Published online Mar 27, 2019. doi: 10.4240/wjgs.v11.i3.169
Peer-review started: February 20, 2019
First decision: February 26, 2019
Revised: March 2, 2019
Accepted: March 20, 2019
Article in press: March 20, 2019
Published online: March 27, 2019
Processing time: 35 Days and 15.7 Hours
Enhanced recovery after surgery (ERAS) reduces hospitalization and complication following colorectal surgery. Whether the experience of multidisciplinary ERAS team affects patients’ outcomes is unknown especially for open colorectal surgery – which is known to be associated with higher rates of complication and more difficulty to implement an ERAS program than laparoscopic surgery.
The initial stage of ERAS application into surgical practice, i.e., learning curve, could be a crucial phase of this patient-centered perioperative pathway because the workflow of heath care personals needs to be adopted and the guideline has to assimilate into a daily practice.
This study aimed to evaluate and establish a learning curve of ERAS program for open colorectal surgery.
This was a review of prospectively collected database of 380 “unselected” patients undergoing elective “open” colectomy and/or proctectomy under ERAS protocol from 2011 (commencing ERAS application) to 2017 in a university hospital.
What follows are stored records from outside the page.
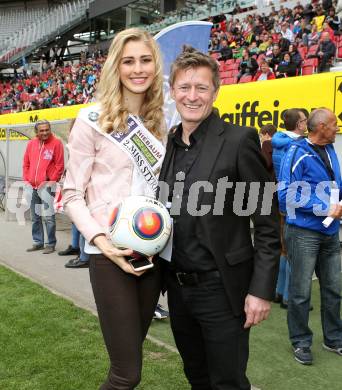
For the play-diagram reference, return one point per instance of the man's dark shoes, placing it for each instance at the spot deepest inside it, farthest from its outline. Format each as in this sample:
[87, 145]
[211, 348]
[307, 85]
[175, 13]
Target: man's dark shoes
[303, 355]
[48, 250]
[284, 305]
[337, 349]
[35, 247]
[76, 263]
[278, 298]
[69, 251]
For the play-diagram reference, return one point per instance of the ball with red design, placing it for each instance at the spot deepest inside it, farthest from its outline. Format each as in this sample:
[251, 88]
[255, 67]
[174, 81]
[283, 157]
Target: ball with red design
[140, 223]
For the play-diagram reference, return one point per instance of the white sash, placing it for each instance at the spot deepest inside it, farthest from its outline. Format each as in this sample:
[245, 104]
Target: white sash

Patients were divided into 5 chronological groups (76 cases per quintile). Surgical outcomes and ERAS compliance among quintiles were compared. Learning curves were calculated based on criteria of optimal recovery: defined as absence of major postoperative complications, discharge by postoperative day 5, and no 30-d readmission.
Hospitalization more than 5 d occurred in 22.6% (n = 86), major complication was present in 2.9% (n = 11) and 30-d readmission rate was 2.4% (n = 9) accounting for unsuccessful recovery of 25% (n = 95). Conversely, the overall rate of optimal recovery was 75%. The optimal recovery significantly increased from 57.9% in 1st quintile to 72.4%-85.5% in the following quintiles (P < 0.001). Average compliance with ERAS protocol gradually increased over the time - from 68.6% in 1st quintile to 75.5% in 5th quintile (P < 0.001). The application of preoperative counseling, nutrition support, goal-directed fluid therapy, O-ring wound protector and scheduled mobilization significantly increased over the study period.
A number of 76 colorectal operations are required for a multidisciplinary team to achieve a significantly higher rate of optimal recovery and high compliance with ERAS program for open colorectal surgery.
These findings could call surgical communities to find the best ways to shorten the learning curve of ERAS program – especially in open laparotomy. The barriers to the conduct, application and maintenance of ERAS program for colorectal surgery should be identified and solved systematically in order to achieve the best care and optimal recovery of surgical patients.